I'm trying to learn Clojure, and am blocked up around the literal function syntax. I can't figure out what the literal function equivalent of (defn fourteen [] 14) is.

(def fourteen (fn [] 14))
;; => #'user/fourteen
(fourteen)
;; => 14
(defn defn-fourteen [] 14)
;; => #'user/defn-fourteen
(defn-fourteen)
;; => 14
(def literal-14 #(14))
;; => #'user/literal-14
(literal-14)
;; ClassCastException java.lang.Long cannot be cast to clojure.lang.IFn  user/literal-14 (form-init2956929406616221071.clj:1)

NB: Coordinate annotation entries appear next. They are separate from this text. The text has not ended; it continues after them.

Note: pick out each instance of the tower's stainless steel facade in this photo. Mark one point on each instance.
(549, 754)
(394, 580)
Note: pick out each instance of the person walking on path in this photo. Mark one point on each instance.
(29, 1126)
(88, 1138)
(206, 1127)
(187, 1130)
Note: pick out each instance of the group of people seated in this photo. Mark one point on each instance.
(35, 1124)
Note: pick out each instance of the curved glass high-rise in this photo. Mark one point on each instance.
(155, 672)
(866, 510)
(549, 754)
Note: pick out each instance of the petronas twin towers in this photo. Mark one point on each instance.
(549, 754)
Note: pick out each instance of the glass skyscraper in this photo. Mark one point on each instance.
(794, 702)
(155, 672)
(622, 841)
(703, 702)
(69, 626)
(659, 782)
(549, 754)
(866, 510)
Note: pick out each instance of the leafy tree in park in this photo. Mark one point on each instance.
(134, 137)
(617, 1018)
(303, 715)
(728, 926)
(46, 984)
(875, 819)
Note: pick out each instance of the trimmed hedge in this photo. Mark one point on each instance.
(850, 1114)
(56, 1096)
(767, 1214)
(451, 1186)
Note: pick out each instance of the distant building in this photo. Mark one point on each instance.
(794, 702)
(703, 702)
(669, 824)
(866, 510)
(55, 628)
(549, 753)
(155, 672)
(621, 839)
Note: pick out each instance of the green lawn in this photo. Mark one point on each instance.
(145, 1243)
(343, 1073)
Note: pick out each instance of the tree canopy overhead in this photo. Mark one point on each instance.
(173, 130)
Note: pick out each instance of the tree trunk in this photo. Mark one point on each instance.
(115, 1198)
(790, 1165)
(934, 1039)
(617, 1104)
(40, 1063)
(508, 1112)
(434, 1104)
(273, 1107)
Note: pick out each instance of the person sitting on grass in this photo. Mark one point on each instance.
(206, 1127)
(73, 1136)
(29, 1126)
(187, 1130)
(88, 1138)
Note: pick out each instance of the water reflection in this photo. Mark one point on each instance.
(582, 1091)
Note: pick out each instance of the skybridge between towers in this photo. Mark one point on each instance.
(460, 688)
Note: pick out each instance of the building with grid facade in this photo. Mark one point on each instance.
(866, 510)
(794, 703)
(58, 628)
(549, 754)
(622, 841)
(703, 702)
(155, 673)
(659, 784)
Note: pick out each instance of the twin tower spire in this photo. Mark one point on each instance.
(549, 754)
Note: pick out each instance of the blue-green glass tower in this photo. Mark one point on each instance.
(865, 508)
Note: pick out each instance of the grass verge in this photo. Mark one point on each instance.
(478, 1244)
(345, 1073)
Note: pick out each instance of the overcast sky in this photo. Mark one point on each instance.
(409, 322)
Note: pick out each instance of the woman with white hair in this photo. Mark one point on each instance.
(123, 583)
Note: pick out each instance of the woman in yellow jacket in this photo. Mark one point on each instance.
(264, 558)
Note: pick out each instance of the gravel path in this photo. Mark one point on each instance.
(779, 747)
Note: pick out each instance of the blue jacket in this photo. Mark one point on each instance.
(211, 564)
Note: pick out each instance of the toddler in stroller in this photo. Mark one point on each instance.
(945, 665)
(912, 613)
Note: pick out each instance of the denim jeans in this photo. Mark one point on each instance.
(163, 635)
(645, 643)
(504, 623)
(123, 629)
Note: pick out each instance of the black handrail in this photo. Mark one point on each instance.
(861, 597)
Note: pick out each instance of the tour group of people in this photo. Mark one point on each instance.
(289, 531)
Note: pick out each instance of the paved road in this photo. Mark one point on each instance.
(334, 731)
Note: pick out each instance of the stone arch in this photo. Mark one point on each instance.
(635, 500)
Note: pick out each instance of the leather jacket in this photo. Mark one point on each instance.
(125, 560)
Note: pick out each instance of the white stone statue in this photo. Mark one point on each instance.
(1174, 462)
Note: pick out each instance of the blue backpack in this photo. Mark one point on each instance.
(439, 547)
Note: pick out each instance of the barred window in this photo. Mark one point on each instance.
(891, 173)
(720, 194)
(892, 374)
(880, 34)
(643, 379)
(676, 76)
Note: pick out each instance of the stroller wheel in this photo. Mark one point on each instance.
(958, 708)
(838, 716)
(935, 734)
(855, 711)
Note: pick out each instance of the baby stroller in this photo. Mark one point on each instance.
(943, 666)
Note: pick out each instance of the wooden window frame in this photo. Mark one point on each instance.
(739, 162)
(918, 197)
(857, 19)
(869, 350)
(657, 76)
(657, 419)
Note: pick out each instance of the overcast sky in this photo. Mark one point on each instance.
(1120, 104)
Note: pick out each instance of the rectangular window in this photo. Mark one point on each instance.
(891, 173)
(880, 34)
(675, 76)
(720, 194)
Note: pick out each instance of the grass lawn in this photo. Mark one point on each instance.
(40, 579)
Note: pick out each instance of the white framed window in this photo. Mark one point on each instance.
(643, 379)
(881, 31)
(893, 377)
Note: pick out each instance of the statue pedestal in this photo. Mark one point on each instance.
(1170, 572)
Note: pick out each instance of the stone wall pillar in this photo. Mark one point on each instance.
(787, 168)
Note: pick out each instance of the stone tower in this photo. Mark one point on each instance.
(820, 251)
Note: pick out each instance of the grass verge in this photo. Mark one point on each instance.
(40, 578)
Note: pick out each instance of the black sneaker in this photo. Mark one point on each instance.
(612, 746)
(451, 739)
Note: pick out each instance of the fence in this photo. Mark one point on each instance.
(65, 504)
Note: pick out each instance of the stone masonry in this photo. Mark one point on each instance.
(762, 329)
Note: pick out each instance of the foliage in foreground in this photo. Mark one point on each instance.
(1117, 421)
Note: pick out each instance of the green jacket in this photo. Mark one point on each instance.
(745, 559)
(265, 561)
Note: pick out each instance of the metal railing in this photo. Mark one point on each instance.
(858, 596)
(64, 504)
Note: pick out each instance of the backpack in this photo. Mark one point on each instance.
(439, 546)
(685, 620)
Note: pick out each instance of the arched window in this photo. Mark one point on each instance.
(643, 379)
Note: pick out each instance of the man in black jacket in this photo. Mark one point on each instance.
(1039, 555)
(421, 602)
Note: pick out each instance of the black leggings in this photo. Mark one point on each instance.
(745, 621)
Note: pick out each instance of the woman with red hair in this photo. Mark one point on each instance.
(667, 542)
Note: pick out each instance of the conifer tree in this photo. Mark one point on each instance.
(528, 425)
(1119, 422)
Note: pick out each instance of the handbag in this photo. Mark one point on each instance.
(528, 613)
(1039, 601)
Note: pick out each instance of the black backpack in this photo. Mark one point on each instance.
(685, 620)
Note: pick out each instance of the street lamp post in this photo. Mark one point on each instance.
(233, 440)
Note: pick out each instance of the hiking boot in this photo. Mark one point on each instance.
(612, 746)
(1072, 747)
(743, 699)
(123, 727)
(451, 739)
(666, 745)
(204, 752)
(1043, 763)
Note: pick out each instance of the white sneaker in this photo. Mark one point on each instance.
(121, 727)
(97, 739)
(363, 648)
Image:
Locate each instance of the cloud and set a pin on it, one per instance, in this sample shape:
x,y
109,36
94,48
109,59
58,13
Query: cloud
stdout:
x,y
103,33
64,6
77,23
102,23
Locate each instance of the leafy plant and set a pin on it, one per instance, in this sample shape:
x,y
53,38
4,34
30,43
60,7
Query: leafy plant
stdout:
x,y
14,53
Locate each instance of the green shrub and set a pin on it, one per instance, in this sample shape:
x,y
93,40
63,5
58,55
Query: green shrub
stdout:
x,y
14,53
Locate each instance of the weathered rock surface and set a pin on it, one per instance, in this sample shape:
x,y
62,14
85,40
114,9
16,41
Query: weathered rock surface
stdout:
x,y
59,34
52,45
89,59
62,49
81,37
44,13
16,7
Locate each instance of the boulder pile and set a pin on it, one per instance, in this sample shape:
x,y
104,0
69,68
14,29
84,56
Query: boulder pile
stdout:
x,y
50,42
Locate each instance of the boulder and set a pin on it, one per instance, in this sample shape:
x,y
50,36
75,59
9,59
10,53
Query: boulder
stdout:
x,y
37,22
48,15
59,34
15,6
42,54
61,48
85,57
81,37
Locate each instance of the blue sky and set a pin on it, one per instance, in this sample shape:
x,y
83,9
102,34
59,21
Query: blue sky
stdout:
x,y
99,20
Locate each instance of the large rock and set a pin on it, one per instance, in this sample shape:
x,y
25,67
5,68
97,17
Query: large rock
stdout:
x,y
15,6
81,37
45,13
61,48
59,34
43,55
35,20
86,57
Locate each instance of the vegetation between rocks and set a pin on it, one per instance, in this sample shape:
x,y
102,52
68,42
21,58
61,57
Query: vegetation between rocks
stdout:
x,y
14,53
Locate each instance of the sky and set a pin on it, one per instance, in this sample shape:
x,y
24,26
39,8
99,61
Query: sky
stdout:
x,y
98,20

I don't think this is a dup of How many arguments does an anonymous function expect in clojure?, but maybe it is and I just don't possess the experience to recognize that.

How, or can, I def literal-14 to allow the (literal-14) invocation to work?

Community
  • 1
  • 1
Bob Kuhar
  • 10,838
  • 11
  • 62
  • 115

2 Answers2

11

As A. Webb pointed out, constantly is the most idiomatic way to write this:

(def fourteen (constantly 14))

The problem with the anonymous function literal is that it always expands to a function whose body is a list:

'#(stuff and things) ;=> (fn* [] (stuff and things))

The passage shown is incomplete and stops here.